The project, funded by the German Federal Ministry of Education and Research under grant 16LW0054, ran from 1 October 2021 to 30 September 2022 and was led by Prof. Peter Neubauer of the Institute for Biotechnology, Bioengineering at the Technical University of Berlin. The consortium comprised academic partners from the university’s Institute for Chemistry (Prof. Nediljko Budisa) and the Institute for Biotechnology, as well as external collaborators. ConsulTech GmbH was contracted to perform a market analysis, while Dendropharm GmbH supplied a subcontract for formulation development. Additional expertise in medicine, materials science, and business was brought in through external consultants to assess medical requirements and market viability.

Scientifically, the project focused on creating a light‑activated, biosynthetic protein adhesive derived from marine mussel proteins. The adhesive’s production via biotechnological methods is cheaper than extracting proteins from animal or human sources and eliminates the risk of transmitting infectious agents. Photoactivation provides a unique trigger for adhesion, enabling precise control in aqueous environments. The team identified three key advantages of the mussel‑based adhesive over competitors: lower production cost, absence of infectious risk, and the novel photo‑triggered adhesion mechanism.

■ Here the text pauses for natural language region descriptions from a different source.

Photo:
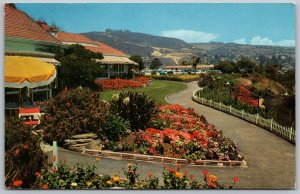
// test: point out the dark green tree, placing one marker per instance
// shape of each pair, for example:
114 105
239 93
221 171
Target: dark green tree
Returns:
78 67
155 63
226 66
138 59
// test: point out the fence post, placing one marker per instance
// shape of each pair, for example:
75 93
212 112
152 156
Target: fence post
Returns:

A major technical challenge addressed was the scale‑up of the production process. Traditional scale‑up can introduce gradients in the liquid phase, impairing synthesis performance and product quality. To mitigate this, the team developed scale‑down concepts that replicate large‑reactor gradients in small‑reactor environments, allowing early detection of scale‑up risks. They also explored the use of shake flasks and 2‑dimensional wave‑mixed single‑use bioreactors (Celltainer®) to eliminate the need for pre‑cultures and reduce transfer phases. The wave‑mixed reactor, available in variants up to 150 L, achieves gas‑transfer rates comparable to stirred‑tank reactors while offering lower capital costs and simplified sterilization.

Process monitoring was enhanced through automated, online/offline methods. Fluorescence microscopy and flow cytometry were employed to assess protein expression and cell viability, respectively. These techniques were integrated into the workflow to provide real‑time data, reducing manual effort and accelerating optimization. The project also engineered a complex medium for an optimized E. coli 895A strain, achieving up to a 30‑fold increase in protein production. Additionally, an E. coli B95M strain devoid of nitroreductases was developed, enabling the incorporation of meta‑ONB‑DOPA without subsequent reduction.

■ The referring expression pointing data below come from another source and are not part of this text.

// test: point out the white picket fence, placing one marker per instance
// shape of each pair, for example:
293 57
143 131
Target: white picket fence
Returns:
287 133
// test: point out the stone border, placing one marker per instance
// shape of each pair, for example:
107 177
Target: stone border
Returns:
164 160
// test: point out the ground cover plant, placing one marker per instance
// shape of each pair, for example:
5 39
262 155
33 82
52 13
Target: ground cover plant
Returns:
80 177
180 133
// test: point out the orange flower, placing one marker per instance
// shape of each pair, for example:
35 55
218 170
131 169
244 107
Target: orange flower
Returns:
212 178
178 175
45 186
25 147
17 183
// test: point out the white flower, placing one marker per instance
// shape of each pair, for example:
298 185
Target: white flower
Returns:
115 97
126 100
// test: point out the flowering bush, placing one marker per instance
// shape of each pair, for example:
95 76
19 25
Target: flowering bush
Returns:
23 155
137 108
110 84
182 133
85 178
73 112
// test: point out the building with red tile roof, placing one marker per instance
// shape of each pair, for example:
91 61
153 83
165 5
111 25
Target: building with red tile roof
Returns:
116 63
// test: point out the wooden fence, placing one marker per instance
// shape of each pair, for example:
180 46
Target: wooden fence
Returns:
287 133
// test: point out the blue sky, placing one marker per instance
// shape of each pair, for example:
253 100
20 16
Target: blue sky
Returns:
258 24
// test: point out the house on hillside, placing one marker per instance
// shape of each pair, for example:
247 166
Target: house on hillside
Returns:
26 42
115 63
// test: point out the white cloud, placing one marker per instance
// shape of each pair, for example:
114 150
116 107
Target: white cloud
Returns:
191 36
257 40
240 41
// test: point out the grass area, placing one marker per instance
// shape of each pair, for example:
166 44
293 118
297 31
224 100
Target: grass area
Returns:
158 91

The outcomes were disseminated through national and international conferences, and a scientific journal manuscript was prepared. The project also supported the training of early‑career scientists by supervising several bachelor theses. Overall, the work established a robust platform for producing a photo‑activated mussel‑protein adhesive with scalable, cost‑effective manufacturing processes, setting the stage for the subsequent feasibility phase of the program.